Начиная с раннего Средневековья дома призрения и таверны, школы и больницы имели подле себя сады и огороды. Первый городской хронист Уильям Фицстивен писал, что «виллы лондонских горожан окружены большими и красивыми садами». Стоу отмечает, что к большим домам на Стрэнде примыкают «сады, которые возделывают ради прибыли», что в городе и рядом с ним живет много торгующих садоводов и что выращивают они «довольно, чтобы обеспечить город плодами». В XVI – XVII столетиях пространство между Корнхиллом и Бишопсгейт-стрит занимали сады, а Майнориз, Гудменс-филдс, Спитлфилдс и бульшая часть восточного Смитфилда представляли собой луговую местность. Сады и поросшие травой участки можно было увидеть между Кау-кроссом и Грейз-инн-лейн, между Шу-лейн и Феттер-лейн. Мильтона, который родился и учился в самом центре города, неизменно привлекали и восхищали те лондонские дома, что имели при себе сады. Его собственные жилища на Олдерсгейт-стрит и Петти-Франс были прекрасными образцами такого рода, и утверждают, что на Петти-Франс поэт посадил тополь в своем саду, «примыкающем к Парку».
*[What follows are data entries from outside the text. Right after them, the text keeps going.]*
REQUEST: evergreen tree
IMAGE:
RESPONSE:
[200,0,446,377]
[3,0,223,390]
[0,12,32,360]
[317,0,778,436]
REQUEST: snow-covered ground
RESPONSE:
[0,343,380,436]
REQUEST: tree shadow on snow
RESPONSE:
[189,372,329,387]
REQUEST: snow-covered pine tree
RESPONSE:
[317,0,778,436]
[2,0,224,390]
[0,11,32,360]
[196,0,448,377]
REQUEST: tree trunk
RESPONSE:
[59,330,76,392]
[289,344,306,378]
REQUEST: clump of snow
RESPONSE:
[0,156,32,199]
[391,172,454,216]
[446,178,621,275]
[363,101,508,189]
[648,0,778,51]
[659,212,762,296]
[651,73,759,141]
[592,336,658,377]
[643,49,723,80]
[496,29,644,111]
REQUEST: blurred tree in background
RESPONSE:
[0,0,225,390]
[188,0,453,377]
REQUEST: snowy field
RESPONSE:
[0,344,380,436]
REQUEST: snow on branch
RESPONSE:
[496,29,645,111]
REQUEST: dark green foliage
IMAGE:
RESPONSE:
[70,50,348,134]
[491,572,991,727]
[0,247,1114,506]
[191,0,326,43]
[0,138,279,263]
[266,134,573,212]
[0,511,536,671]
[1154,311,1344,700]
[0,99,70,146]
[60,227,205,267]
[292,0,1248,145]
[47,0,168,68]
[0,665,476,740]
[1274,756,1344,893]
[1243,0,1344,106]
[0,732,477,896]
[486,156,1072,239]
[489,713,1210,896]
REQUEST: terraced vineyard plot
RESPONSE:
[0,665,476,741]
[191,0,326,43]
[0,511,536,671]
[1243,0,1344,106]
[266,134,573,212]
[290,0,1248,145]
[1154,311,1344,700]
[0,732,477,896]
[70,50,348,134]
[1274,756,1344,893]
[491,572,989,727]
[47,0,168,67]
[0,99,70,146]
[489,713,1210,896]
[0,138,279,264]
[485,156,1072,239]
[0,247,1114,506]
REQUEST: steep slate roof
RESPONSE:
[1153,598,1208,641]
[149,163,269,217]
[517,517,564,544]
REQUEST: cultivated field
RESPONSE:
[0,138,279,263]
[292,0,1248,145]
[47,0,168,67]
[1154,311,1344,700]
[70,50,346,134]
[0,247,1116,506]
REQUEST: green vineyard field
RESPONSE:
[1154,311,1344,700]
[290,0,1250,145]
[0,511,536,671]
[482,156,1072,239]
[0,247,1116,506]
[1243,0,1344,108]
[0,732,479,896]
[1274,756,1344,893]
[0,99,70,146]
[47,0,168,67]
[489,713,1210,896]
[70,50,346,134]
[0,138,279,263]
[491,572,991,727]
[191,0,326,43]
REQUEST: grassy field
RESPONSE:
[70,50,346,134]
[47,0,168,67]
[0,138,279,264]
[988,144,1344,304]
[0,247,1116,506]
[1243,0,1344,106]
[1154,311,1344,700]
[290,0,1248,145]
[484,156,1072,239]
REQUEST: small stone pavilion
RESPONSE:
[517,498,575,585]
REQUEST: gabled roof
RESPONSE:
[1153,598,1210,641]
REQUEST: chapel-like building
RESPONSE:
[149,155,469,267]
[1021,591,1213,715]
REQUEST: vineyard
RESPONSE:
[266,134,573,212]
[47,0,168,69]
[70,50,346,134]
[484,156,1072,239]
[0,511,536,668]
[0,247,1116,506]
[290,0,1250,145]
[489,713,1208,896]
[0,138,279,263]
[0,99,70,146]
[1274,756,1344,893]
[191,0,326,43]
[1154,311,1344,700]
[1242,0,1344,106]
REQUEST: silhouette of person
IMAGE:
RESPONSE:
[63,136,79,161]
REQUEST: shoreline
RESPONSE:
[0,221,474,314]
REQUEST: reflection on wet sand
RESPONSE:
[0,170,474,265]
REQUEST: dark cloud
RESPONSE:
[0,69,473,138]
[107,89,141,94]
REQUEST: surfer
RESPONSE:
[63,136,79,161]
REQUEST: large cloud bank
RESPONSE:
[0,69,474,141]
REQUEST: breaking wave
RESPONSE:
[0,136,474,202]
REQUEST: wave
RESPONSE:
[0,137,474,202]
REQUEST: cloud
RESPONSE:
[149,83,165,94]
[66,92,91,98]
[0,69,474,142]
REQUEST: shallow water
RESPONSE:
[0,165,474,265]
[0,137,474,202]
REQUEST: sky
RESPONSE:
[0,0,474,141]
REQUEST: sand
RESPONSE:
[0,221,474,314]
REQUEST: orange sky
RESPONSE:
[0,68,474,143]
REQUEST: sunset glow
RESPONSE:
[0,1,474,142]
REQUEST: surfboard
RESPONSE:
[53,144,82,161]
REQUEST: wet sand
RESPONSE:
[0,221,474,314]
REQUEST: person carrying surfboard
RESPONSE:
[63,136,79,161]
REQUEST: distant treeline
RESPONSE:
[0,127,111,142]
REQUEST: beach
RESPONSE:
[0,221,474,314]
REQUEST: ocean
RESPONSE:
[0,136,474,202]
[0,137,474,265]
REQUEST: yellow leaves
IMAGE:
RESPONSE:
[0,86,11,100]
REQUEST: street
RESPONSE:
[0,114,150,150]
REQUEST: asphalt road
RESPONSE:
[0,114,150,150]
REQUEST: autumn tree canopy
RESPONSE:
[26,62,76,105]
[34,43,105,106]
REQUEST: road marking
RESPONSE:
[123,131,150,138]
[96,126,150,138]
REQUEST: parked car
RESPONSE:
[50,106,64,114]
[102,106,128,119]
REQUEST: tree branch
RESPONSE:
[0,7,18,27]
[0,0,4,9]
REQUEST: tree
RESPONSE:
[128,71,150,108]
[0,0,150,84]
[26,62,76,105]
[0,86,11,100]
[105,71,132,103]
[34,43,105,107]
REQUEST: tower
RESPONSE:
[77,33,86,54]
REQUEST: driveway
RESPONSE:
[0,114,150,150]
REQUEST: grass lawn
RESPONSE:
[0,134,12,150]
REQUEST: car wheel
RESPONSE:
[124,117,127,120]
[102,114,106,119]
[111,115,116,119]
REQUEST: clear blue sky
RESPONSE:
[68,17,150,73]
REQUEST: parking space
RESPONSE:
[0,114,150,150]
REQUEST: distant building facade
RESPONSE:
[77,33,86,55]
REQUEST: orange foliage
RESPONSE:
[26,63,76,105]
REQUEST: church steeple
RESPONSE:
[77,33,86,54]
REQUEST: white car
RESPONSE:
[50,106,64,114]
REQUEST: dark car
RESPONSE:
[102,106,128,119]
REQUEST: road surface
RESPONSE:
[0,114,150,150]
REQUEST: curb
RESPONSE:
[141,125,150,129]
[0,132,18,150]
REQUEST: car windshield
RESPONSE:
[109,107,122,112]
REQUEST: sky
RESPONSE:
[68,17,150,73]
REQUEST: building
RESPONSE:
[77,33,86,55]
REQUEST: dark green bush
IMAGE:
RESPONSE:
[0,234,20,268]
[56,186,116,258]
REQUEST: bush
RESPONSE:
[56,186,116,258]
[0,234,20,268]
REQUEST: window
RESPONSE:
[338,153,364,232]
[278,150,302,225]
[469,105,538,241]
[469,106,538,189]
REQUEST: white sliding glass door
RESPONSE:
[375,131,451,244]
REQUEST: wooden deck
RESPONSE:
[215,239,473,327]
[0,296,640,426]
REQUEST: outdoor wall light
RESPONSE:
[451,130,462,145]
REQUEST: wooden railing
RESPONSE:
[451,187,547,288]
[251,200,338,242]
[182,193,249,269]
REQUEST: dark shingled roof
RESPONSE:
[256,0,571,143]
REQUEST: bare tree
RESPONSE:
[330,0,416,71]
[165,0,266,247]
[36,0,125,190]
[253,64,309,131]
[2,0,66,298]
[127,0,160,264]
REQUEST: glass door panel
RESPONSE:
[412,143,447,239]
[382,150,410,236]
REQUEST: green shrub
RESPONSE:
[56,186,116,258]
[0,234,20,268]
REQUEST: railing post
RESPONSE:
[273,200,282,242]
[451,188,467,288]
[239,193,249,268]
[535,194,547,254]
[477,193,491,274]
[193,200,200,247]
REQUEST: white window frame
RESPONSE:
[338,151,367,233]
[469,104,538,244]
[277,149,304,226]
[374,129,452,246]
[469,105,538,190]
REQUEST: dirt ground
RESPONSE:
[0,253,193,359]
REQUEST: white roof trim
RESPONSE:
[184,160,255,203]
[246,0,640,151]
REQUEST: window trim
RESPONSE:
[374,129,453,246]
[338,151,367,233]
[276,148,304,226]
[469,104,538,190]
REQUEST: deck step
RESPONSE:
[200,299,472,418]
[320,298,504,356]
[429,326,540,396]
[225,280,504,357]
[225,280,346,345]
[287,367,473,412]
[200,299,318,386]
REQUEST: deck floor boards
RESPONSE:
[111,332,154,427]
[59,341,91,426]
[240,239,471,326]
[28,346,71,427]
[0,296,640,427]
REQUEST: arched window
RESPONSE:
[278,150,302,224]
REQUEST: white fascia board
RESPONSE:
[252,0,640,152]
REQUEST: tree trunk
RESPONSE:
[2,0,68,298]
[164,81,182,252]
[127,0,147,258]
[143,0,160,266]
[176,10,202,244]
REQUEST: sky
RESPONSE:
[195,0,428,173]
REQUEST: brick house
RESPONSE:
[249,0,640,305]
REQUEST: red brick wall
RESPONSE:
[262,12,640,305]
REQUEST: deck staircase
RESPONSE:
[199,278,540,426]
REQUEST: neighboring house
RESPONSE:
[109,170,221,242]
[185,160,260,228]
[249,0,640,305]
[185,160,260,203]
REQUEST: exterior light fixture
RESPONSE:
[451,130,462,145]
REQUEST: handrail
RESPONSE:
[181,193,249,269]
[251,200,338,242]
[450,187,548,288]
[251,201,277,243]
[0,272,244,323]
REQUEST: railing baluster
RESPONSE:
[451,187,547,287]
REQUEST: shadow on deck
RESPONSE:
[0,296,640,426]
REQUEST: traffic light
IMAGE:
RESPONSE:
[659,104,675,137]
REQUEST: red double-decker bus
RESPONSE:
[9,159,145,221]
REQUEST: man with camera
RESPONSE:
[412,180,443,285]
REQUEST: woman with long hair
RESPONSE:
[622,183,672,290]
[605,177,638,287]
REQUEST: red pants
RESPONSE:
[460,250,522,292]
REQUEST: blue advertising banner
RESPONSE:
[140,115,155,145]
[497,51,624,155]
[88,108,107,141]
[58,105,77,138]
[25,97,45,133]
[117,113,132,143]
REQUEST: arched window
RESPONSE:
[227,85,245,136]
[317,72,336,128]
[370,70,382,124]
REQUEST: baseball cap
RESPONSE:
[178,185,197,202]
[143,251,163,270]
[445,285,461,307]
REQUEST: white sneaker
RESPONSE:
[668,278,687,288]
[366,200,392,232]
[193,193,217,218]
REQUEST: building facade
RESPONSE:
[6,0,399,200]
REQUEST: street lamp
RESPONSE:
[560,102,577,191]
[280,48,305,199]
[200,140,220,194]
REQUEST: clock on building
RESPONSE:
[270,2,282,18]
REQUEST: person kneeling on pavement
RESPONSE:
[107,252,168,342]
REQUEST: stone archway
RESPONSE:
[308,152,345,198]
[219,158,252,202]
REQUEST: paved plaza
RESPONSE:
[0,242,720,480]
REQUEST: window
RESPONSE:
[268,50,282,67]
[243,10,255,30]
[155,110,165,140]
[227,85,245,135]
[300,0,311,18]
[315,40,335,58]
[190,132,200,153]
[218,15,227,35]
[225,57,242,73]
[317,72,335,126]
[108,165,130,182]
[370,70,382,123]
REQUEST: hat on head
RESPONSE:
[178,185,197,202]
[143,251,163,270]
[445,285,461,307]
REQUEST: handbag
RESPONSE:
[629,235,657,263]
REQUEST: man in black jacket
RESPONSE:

В самом Сити и доныне в немалом числе сохранились укромные дворики – уцелевшие клочки церковных дворов и погостов, покоящиеся среди полированных храмов современных финансов. Эти дворики Сити (подчас всего несколько квадратных ярдов, поросшие травой, кустарником или деревьями) – чисто лондонское явление. Возникшие в Средние века или в саксонский период, они, как и сам город, пережили много столетий строек и перестроек. Этих прибежищ тишины и непринужденности осталось семьдесят три. Их можно рассматривать как участки, откуда не спешит уходить былое, – например, у церквей Сент-Мэри-Олдермэри, Сент-Мэри-Аутуич и Сент-Питерз-апон-Корнхилл, – или же они молча наставляют нас развернутыми Библиями в руках у каменных монахов церкви Сент-Бартоломью в Смитфилде. На странице, которую они читают, собравшись вокруг изваяния лежащего Рахере, – пятьдесят первая глава пророка Исаии: «Так, Господь утешит Сион, утешит все развалины его, и сделает пустыни его, как рай, и степь его, как сад Господа».